Abstract

Abstract OBJECTIVES Describe the first experience in this technically challenging procedure RESULTS on morbidity INTRODUCTION Awake craniotomy allows for maximal safe resection and lower incidence of adverse events. Nonetheless, it represents a technical challenge. METHODS We enroll forty patients, 18 women, and 22 men.
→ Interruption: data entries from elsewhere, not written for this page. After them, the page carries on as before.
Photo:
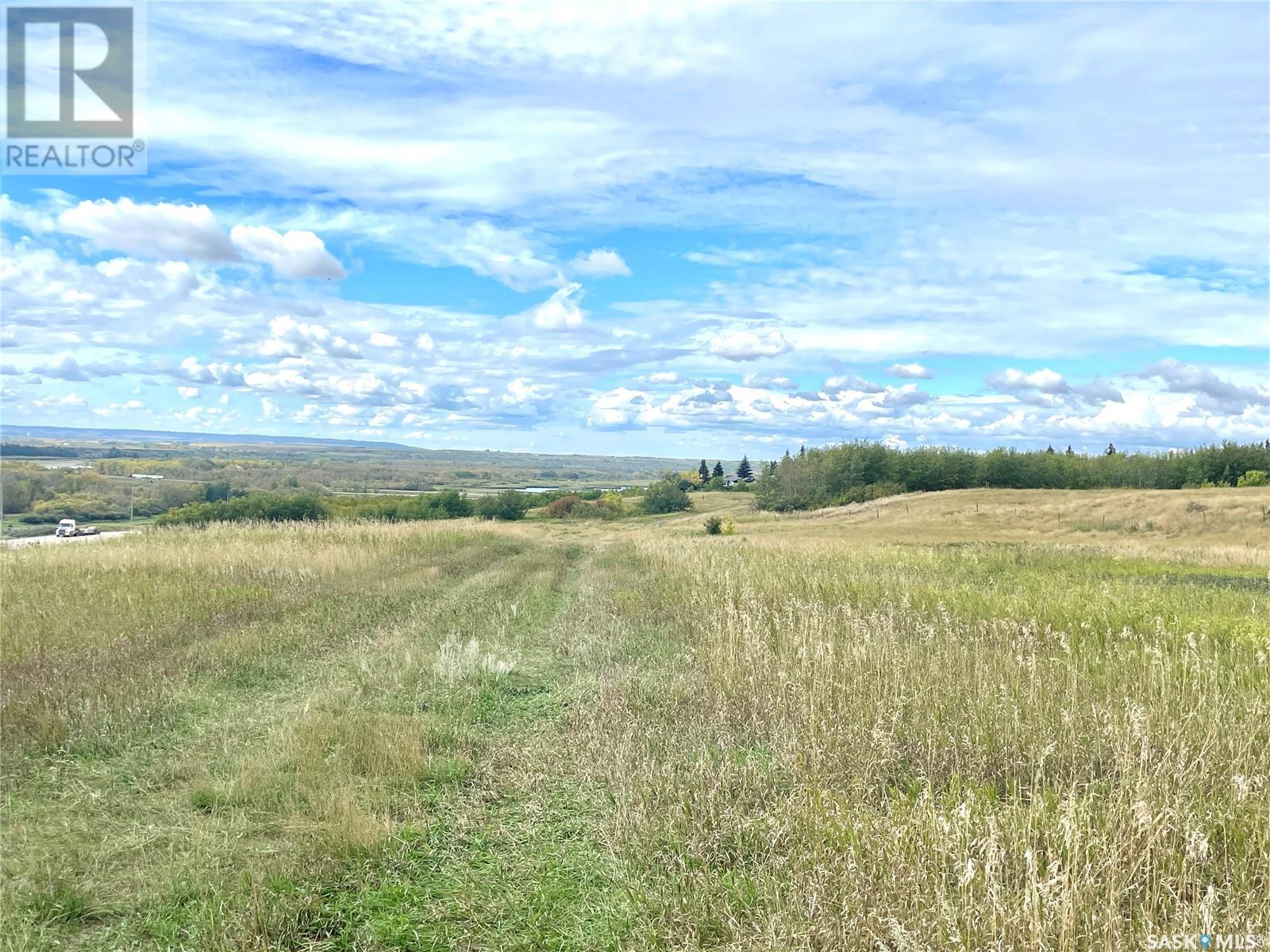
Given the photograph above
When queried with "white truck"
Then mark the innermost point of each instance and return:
(67, 528)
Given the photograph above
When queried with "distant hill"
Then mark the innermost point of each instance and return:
(90, 433)
(546, 465)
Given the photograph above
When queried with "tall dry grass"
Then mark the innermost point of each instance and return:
(822, 771)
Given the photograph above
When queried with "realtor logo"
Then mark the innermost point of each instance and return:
(70, 71)
(75, 89)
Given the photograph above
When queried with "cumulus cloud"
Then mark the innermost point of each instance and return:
(1206, 385)
(292, 338)
(749, 346)
(910, 371)
(292, 255)
(215, 372)
(768, 382)
(850, 382)
(162, 230)
(560, 311)
(1048, 386)
(600, 263)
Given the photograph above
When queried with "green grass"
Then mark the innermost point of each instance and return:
(448, 735)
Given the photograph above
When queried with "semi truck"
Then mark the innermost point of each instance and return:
(67, 528)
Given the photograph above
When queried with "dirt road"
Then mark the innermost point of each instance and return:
(55, 539)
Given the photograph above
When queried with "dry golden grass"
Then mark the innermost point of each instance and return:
(969, 720)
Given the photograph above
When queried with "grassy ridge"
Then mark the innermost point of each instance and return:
(448, 735)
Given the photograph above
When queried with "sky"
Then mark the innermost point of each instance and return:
(681, 230)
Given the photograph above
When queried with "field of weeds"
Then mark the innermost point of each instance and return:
(480, 736)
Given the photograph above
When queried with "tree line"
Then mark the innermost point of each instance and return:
(855, 473)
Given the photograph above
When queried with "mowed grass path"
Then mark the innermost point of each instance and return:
(436, 736)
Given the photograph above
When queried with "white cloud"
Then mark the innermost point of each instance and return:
(910, 371)
(292, 338)
(295, 254)
(160, 230)
(560, 311)
(600, 263)
(749, 346)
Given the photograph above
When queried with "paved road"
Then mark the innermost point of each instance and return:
(54, 539)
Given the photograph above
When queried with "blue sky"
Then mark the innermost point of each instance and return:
(709, 230)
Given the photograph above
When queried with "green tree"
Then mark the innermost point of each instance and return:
(666, 497)
(508, 505)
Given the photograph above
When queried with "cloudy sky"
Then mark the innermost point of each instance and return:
(710, 230)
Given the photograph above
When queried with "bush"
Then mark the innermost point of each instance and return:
(666, 497)
(508, 505)
(869, 493)
(562, 507)
(262, 507)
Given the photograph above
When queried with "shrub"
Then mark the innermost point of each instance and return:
(562, 507)
(869, 493)
(508, 505)
(666, 497)
(264, 507)
(594, 511)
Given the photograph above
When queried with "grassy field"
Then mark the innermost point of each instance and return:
(981, 719)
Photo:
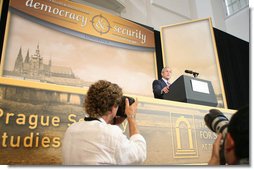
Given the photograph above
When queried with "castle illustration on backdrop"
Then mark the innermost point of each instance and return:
(32, 67)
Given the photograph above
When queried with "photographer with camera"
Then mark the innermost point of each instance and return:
(96, 141)
(235, 137)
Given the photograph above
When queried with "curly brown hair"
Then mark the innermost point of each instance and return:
(100, 98)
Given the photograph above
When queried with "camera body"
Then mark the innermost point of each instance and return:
(121, 108)
(218, 123)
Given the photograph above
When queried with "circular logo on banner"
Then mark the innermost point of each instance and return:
(100, 24)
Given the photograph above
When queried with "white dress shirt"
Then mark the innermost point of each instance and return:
(98, 143)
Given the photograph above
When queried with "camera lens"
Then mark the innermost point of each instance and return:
(121, 108)
(216, 121)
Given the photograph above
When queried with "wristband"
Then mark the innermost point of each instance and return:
(131, 116)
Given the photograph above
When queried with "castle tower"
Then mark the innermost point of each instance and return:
(36, 62)
(27, 59)
(19, 62)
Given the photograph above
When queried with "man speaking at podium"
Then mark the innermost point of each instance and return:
(161, 86)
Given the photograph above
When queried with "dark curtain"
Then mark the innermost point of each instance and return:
(234, 63)
(3, 23)
(158, 51)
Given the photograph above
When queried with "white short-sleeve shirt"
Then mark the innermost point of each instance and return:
(98, 143)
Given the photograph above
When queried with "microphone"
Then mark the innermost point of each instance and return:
(195, 74)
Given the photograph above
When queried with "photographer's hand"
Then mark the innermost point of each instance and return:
(165, 89)
(215, 158)
(131, 114)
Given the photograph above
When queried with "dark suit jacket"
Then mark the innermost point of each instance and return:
(158, 85)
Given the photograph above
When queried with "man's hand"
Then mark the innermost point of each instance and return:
(130, 110)
(165, 89)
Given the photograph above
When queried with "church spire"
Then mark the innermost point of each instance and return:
(27, 59)
(19, 62)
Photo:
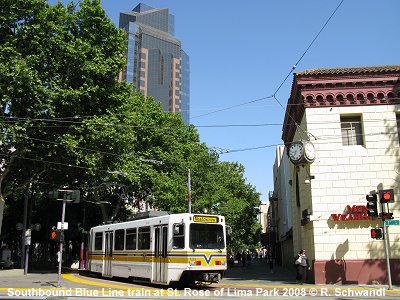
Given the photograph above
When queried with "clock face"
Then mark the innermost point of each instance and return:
(296, 151)
(309, 151)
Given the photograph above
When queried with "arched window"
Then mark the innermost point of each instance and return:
(340, 99)
(350, 98)
(381, 96)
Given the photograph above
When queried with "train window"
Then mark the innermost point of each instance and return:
(131, 239)
(98, 241)
(178, 237)
(206, 236)
(119, 239)
(144, 238)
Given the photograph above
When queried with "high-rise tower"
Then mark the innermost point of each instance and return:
(156, 63)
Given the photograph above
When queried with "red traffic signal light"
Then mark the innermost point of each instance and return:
(372, 205)
(386, 196)
(55, 235)
(376, 233)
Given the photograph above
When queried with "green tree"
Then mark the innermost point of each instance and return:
(55, 62)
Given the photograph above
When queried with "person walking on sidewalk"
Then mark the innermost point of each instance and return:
(302, 266)
(271, 263)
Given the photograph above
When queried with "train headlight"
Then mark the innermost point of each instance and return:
(192, 261)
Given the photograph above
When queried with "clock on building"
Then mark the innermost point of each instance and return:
(296, 152)
(301, 152)
(309, 152)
Due to the lack of a navigation system, craniometrics points became paramount to craniotomy planning. Ultrasound is used to compensate for brain shift and confirm the tumor's exact location. We engaged in cortical and subcortical mapping and clinical evaluation of motor and sensory functions. Linguistic tests were applied. The first 24 hours are in the ICU, and an MRI is obtained. RESULTS The mean age was 51, and the mean Karfnosky scale was 80. The median size was 12 cm3. Locations were: Thirteen precentral gyri. Ten insular cortex. Eight cingulate gyri. Six supplementary motor gyri Two Supramarginal gyri. One paracentral lobe tumor. Four patients had obese morbidity, three had depression, and two had a midline displacement treated with steroids. Intraoperative, we encountered three seizures managed with cold saline, two speech arrest, and one transient hand motor deficit. Post-op adverse events were one central facial paralysis, one upper limb, and one lower limb paresthesias; all improved after 72 hours. The median length of stay is 48 hours. The median extent of resection is 93%. The mean KPS was 80 at discharge. We undertook a median of 18 months follow-up. 38 Glioblastomas(GMB) and 2 Low-Grade Gliomas(LGG) were found. The standard oncology treatment was Temozolomide and stereotaxic radiosurgery(SRS). The median time from surgery to SRS was 4.3 months. The median SRS marginal and maximal dose were 15Gy and 26Gy. The median overall survival(OS) was sixteen months, and the Progression-free survival(PFS) was ten months. CONCLUSION An awake craniotomy without the navigation system is possible; however, careful planning is essential.